Antes de decidirme por la variedad de tonos azules de los lápices Alpino, subrayaba mis libros –considerando algunas excepciones– con rotuladores fluorescentes. Una insensatez de la que me arrepiento a diario. Alguna vez he pensado en sustituir los libros que subrayé con esos marcadores durante un brote adolescente que se prolongó por más tiempo del aconsejable. Valorando la posibilidad de enmendar mi falta, me di cuenta de lo que iba a costar el plan de renovación y no me quedó más remedio que cargar con la culpa.
He contemplado el uso de esos stickers que le gustan a mi amigo y que prefiero llamar “pestañas”. Acudo a ellas solo cuando se trata de libros antiguos, de fotografía, pintura o álbumes ilustrados. Dejé de usarlas con los demás porque comprobé que en cada caso mi experiencia es distinta. El trazo con el lápiz hace que mi atención se detenga en cada una de las palabras que subrayo, un gesto que favorece que el fragmento, o una buena parte de él, quede grabado en mi memoria como si yo misma lo hubiera escrito. Aunque es bien cierto que con el paso de los años no logro recodarlo íntegramente, localizo con facilidad las páginas marcadas con los trazos azules. El uso de las pestañas se parece más a viajar en un tren rápido. Las pestañas son señalizaciones que me indican el nombre de un pueblo por el que pasé alguna vez. Puede ser que al pasar haya visto algo que llamó mi atención, pero la intensidad de la emoción primera no permanece tan viva en mis recuerdos. Si no hay cicatriz, es como si nunca hubiera existido una herida.
¿Subrayar libros es un acto de vandalismo literario o un síntoma de bibliofilia? En una conferencia de 1991, Umberto Eco dijo que la bibliofilia es una manifestación del amor por los libros. Habló de los diferentes tipos de bibliófilos, entre ellos, los que leen con rotulador en mano: “Al amante de la lectura, o al estudioso, le encanta subrayar los libros contemporáneos, entre otras cosas porque, a distancia de años, un determinado tipo de subrayado, una señal en el margen, una variación entre rotulador negro y rotulador rojo, le recuerdan una experiencia de lectura”.
Otros sacrílegos confesos fueron Julio Cortázar, William Blake, Alejandra Pizarnik y George Steiner. Además de practicar el arte del subrayado, todos escribían notas en los márgenes de sus libros. El bueno de Cortázar no se conformaba con marcar sus pasajes predilectos, también señalaba sus desacuerdos con los autores, discutía con ellos a punta de lápiz y no les perdonaba ni un solo despiste. En la primera página de Paradiso, la novela de Lezama Lima, anotó: “¿Por qué tantas erratas, Lezama?”.

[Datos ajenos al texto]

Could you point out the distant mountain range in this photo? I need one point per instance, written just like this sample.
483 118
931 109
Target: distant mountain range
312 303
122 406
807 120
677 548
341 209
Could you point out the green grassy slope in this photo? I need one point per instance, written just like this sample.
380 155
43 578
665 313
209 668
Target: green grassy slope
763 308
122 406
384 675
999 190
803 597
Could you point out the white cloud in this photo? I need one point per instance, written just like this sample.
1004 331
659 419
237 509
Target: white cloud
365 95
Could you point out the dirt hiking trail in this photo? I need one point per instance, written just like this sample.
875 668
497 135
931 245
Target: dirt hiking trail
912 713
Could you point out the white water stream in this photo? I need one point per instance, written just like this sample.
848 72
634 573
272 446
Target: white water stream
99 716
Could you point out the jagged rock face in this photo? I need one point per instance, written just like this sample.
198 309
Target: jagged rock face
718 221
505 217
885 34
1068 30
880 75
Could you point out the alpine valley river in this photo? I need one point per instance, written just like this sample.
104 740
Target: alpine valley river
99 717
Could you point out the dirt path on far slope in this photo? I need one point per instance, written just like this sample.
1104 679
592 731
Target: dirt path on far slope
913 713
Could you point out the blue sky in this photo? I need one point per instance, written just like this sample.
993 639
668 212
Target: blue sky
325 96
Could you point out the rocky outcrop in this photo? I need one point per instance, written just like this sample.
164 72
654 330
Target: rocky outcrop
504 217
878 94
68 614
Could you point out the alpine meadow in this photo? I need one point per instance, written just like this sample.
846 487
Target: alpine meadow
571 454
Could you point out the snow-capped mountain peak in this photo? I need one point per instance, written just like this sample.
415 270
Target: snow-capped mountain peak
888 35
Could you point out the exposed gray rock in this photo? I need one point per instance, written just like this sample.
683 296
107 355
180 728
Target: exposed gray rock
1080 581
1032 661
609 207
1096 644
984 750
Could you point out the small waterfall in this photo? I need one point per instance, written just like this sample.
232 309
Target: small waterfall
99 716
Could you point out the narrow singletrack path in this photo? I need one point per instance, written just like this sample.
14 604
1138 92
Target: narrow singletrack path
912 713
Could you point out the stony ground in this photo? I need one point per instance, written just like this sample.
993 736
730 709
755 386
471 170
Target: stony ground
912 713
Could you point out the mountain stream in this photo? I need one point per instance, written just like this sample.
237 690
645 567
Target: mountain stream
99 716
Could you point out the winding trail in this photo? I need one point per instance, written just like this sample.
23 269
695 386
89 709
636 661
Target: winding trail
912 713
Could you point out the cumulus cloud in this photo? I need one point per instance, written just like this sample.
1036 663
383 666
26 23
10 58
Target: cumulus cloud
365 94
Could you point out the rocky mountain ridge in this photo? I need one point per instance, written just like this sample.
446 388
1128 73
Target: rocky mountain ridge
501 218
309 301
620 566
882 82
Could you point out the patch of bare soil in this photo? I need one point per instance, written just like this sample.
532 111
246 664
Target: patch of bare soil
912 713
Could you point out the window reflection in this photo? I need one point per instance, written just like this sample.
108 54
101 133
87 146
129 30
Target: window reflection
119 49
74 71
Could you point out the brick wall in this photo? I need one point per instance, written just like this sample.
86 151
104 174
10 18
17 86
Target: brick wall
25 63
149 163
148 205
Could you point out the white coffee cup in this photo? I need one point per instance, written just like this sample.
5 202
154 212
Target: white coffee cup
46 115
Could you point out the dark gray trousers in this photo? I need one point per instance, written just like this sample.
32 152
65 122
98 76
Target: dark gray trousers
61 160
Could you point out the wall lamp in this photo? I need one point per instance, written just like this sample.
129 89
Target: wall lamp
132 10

Escogí un libro de las estanterías para fotografiar una página con un fragmento subrayado. Después de ver la foto, Camilo podría cumplir su advertencia de “rasgarse las ropas de coraje”. Es un ejemplar de la Editorial Sudamericana que se imprimió en Buenos Aires en 1946, Fruto extraño, de Lillian Smith. Recuerdo vagamente la cara del viejo librero que me lo vendió en Barcelona. La historia que cuenta la novela se me presenta fragmentada. Pero en una de sus páginas encontré el rastro de nuestras horas compartidas: “Y los muchachos blancos silbaban suavemente cuando ella caminaba por la calle y decían palabras sucias y se frotaban la boca con el dorso de la mano, porque Nonnie Anderson, con su suave cabello negro rozándole el rostro y esos ojos negros puestos en una cara que por derecho divino debía pertenecer a una muchacha blanca, era algo que había que mirar dos veces”. Pude ver a la encantadora Nonnie Anderson cruzando las vías del ferrocarril, regresando de ese lugar en el que estuvo esperando que volviera a invocarla.
La indignación de Camilo se puso de manifiesto otra vez: “¡Y en colores! Hágame el favor. ¿Por qué no le dibujas al lado un arbolito, o un sol amarillo?”.
Creo que si recordara que a partir de cierta edad releer todos los libros que nos gustan es humanamente imposible, la práctica de subrayar le parecería menos descabellada. Es tan corta la vida. Ese podría ser el lema de los sacrílegos confesos: subrayamos para saber dónde hay que mirar dos veces.